5 island escapes less than three hours' drive from Bangkok
Who says you need to jump on a plane to find white sands and azure waters?
Koh Kham, Chonburi
Located south of Pattaya just off the coast of Sattahip, Koh Kham is a 61-rai island under the management of the Royal Thai Navy. Until relatively recently, visitors were only permitted on the island on weekends, though Koh Kham is now open to visitors every day between 9am-4pm (no overnight stays). The boat from Khao Ma Cho Pier takes around 20 minutes and costs B200 for Thais or B500 for foreigners. Note that the island is limited to around 400 visitors per day, so it's best to get there early (ticket sales for the 8am boat open at 7am, or you can book ahead here). Despite its proximity to Pattaya, the island's national park status means it is well preserved with white sandy beaches, clear waters, and fish-filled coral reefs. Activities include snorkeling, glass-bottom boat tours (B20/person) and hiking the trail to the viewpoint. There are rules in place to protect the island's delicate marine life, including no touching of coral reefs, no removing anything from the island (coral, shells, etc.) and no plastic, glass or Styrofoam packaging—for this reason, it is recommended that you purchase lunch from one of the affordable vendors on the island.
Koh Kret, Nonthaburi
OK, it may not be the white sands and azure waters you had in mind, but Bangkok's closest island is not without its charms. This tiny, car-free island located on the Chao Phraya River is accessible by boat from Pakkred Pier in Nonthaburi, or you can take a ferry straight from Sathorn Pier near BTS Saphan Taksin. On arrival, you'll immediately be drawn into a slower pace of life, wandering the various temples and museums like Wat Poramaiyikawat and the next door museum, which displays items like votive tablets, crystal ware and porcelain. Also check out Kwan Aman Pottery Museum, which exhibits a number of ancient Mon ceramics. Another highlight is the local market which has stalls selling local pottery, handmade decorative items and a variety of food like tod mun nor kala and Mon-style khao chae. Get a drink here and it’ll be served in pottery that you can take home with you. Beer lovers can even stop by Chit Beer to take a brewing course or just enjoy a nice, cold pint.
Koh Larn, Pattaya
Perhaps the most popular island near Bangkok, Koh Larn is only 30 minutes by boat from Pattaya’s Bali Hai pier. The ferry service runs every 1.5 hours to two hours starting from 7am to 6.30pm daily and the fare is B30 per person. A speedboat service is also available at about B1,500-B3,500 for a group, or B300 per person each way. The island is not only popular because it’s convenient to get to—it is also home to a few nice long stretches of white beach with clear waters. Among the island’s most beautiful beaches are Ta Waen and Samae. Here, you can also partake in parasailing, banana boat riding, jet skiing or exploring the island by motorbike. As there are a number of resorts available, you can spend a night here or just enjoy a day out and take the last ferry which leaves at 6pm back to Pattaya.
Koh Si Chang, Chonburi
Head north from Pattaya and you'll find Koh Loi Pier, from where you can catch a 50-minute ferry to nearby Koh Larn from 7am-8pm daily. Though the beaches here are nice, the island's rich history and charming fishermen’s village take center stage. Other attractions include the Chinese temples, Saan Chao Pho Khao Yai and Wat Tham Yai Prik. The island was once home to King Chulalongkorn’s Judha Dhut Palace—the world’s largest golden teak wood mansion—which in 1912 was relocated and restored in Bangkok’s Dusit District as Vimanmek Mansion (now closed). Active vacationers can enjoy swimming, kayaking, hiking and biking, otherwise you can relax with fresh seafood on the beach. There are many resorts on the island—check out Paree Hut Resort (www.pareehutresort.com), priced at B3,400/night on weekdays and B3,900/night on weekends, inclusive of breakfast.

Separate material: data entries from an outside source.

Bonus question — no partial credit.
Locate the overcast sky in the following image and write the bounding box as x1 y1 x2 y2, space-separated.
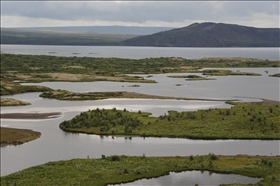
1 1 279 28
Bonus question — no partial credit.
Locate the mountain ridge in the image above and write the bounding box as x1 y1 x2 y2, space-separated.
122 22 280 47
1 22 279 47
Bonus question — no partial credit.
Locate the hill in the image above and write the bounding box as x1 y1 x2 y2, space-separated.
122 22 280 47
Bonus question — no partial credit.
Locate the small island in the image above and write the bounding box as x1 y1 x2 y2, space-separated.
0 98 31 106
202 69 262 76
0 127 41 146
269 73 280 77
168 75 216 81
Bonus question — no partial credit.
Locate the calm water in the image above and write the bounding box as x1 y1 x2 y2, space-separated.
112 171 262 186
1 44 280 60
22 67 280 101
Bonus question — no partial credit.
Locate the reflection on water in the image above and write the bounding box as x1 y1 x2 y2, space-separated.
1 45 279 60
111 171 262 186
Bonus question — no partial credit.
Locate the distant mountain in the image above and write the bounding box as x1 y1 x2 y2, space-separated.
122 22 280 47
17 26 176 35
0 28 137 46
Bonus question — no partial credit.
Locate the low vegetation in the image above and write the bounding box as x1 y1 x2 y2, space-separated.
168 75 216 80
0 98 30 106
59 102 280 139
1 54 279 95
39 90 199 101
0 127 41 146
1 155 279 186
269 73 280 77
0 81 52 96
202 69 262 76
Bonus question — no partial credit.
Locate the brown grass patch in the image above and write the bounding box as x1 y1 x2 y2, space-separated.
0 127 41 146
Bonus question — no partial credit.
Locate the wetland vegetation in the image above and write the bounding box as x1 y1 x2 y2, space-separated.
39 90 240 102
0 98 30 106
1 53 280 185
1 155 279 186
168 75 216 80
59 102 280 139
269 73 280 77
1 54 279 96
39 90 199 101
202 69 262 76
0 127 41 146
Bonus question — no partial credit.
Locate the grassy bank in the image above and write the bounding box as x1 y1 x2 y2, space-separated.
59 102 280 139
0 127 41 146
0 98 30 106
1 155 279 186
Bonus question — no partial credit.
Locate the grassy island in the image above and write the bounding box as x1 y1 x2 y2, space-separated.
202 69 262 76
39 90 239 102
168 75 216 80
1 155 279 186
59 102 280 139
39 90 200 101
0 127 41 146
0 98 30 106
1 54 279 95
269 73 280 77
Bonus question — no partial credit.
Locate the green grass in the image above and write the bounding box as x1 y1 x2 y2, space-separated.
1 155 279 186
202 69 262 76
59 102 280 139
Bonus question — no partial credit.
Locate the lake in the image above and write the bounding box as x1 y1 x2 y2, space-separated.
1 44 280 60
0 45 279 184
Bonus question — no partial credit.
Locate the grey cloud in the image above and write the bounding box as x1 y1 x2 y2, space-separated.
1 1 279 26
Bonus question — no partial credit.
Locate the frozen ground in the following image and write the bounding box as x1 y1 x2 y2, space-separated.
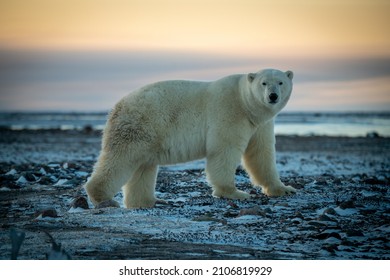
0 129 389 259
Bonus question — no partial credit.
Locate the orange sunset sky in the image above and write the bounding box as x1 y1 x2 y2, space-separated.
0 0 389 111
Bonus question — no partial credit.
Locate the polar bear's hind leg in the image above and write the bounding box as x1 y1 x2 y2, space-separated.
84 151 136 207
123 165 158 208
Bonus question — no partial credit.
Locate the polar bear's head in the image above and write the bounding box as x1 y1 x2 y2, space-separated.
247 69 293 112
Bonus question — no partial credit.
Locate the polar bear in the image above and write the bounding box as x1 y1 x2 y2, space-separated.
85 69 296 208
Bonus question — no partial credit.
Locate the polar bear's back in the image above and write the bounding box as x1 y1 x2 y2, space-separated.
105 80 213 164
125 80 209 115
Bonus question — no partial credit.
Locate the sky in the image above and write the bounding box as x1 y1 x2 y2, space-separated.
0 0 389 112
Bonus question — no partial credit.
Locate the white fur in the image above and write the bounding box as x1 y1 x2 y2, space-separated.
85 69 296 208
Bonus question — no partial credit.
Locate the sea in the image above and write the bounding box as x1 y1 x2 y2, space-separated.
0 112 389 137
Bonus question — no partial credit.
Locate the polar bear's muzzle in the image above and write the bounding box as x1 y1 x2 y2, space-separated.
268 92 279 104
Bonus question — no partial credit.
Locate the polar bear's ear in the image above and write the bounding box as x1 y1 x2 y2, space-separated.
247 73 256 82
285 71 294 80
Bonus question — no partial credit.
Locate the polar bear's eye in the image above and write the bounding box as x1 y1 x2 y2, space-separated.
262 82 267 86
279 82 283 85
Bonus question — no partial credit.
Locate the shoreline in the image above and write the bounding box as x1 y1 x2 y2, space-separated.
0 128 389 260
0 128 388 163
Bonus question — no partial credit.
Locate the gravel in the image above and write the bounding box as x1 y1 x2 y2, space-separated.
0 129 389 260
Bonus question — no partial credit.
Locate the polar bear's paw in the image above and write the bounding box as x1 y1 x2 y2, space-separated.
213 189 251 200
262 184 297 197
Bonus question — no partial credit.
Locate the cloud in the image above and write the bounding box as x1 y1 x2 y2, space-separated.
288 76 390 111
0 49 389 111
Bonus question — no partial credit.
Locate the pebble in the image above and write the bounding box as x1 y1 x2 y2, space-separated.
71 196 89 210
315 177 328 186
312 232 342 240
1 148 389 260
339 200 355 209
346 229 364 237
294 211 305 219
363 177 385 185
366 131 380 138
307 221 327 228
239 206 266 217
323 207 337 215
35 209 58 218
318 214 337 222
193 214 226 224
290 217 301 224
325 237 342 245
39 176 55 185
96 200 120 209
16 176 28 184
54 179 68 186
23 172 36 182
39 167 47 175
6 169 18 176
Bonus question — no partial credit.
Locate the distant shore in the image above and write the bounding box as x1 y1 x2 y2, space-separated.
1 111 389 137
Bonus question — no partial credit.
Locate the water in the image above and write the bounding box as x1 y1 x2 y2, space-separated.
275 112 390 137
0 112 389 137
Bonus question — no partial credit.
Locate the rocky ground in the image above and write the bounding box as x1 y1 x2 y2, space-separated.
0 129 389 259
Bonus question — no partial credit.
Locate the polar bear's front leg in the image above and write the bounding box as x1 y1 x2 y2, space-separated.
243 122 296 197
206 148 251 200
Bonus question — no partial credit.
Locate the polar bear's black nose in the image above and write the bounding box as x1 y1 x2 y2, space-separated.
269 93 278 102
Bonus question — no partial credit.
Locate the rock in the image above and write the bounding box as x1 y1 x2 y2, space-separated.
224 210 239 218
39 167 47 175
307 221 327 228
193 214 226 224
39 176 55 185
366 131 380 138
24 172 36 182
323 208 337 216
41 165 54 174
249 189 258 195
362 177 385 185
294 211 305 219
325 236 342 244
239 206 266 217
322 244 339 253
83 125 93 134
275 202 289 207
333 177 342 184
315 177 328 186
339 200 355 209
227 201 239 209
16 176 28 184
71 196 89 210
35 209 58 218
346 229 364 237
6 169 18 176
312 232 342 240
290 218 302 224
318 214 337 222
1 181 20 190
42 209 58 218
96 199 120 209
10 228 25 260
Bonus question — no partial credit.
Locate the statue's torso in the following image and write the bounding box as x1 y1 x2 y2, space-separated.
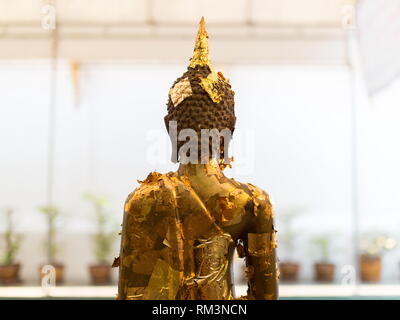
117 167 274 300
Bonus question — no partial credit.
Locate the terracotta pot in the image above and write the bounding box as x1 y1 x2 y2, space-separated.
314 263 335 282
279 262 300 282
360 255 381 282
38 263 65 285
89 264 112 285
0 264 21 285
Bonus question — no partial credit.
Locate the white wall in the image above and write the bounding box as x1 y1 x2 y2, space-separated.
1 60 399 283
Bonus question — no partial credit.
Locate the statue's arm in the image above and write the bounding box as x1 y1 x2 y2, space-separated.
243 188 278 300
117 189 155 300
117 174 174 300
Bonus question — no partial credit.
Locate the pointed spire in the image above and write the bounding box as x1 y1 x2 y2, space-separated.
189 17 212 68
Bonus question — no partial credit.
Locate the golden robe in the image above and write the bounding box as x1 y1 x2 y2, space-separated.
117 163 278 300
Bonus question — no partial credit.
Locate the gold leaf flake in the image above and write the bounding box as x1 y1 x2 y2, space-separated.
248 233 271 257
142 259 180 300
126 287 145 300
163 238 171 248
169 77 192 107
200 72 223 103
112 256 120 268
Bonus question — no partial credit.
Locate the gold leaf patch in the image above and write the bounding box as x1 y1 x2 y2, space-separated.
169 78 192 107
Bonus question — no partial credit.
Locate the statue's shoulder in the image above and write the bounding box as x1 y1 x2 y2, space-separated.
244 182 271 201
124 171 178 220
228 177 270 200
233 180 274 217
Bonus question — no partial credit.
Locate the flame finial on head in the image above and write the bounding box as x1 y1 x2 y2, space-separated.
165 17 236 163
189 17 212 68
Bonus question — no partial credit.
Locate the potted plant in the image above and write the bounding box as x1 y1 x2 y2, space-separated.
310 234 336 282
84 193 116 285
0 209 23 284
38 205 65 284
277 207 305 282
359 234 396 282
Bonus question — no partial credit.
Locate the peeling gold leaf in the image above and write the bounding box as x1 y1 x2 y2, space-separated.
112 256 120 268
126 287 145 300
248 233 272 257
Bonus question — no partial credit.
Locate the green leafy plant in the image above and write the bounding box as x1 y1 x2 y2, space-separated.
1 209 22 266
84 193 116 264
38 205 60 264
360 233 396 258
310 234 334 263
277 206 306 260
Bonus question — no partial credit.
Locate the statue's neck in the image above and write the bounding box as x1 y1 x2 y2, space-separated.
177 162 224 179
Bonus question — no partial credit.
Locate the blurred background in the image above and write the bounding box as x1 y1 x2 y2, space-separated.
1 0 400 299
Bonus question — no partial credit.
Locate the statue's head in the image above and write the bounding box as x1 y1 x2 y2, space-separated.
164 17 236 164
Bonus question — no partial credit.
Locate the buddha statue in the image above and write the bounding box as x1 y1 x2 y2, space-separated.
116 17 278 300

Wat Niwet Thammaprawat, Ayutthaya
Here's another one that might not scream "island," but it is surrounded by the Chao Phraya River, so it counts! When it comes to Wat Niwet Thammaprawat, the location isn't the only thing that challenges perceptions. Accessible via a cable-sala ride across the river from Ayutthaya's Bang Pa-In Palace, the temple's architecture is very unique in its European style—though it resembles a Catholic church, it is in fact a Buddhist temple. No, it’s not a typical cable car either. You have to ring a bell, after which monks on the other side will pull your cabin via a ropeway across the river, free of charge. Built in the reign of King Rama V, the design of the temple was inspired by European cathedrals, drawing on gothic art with its colorful stained glass windows. This peaceful spot will take you back in time with its rich history.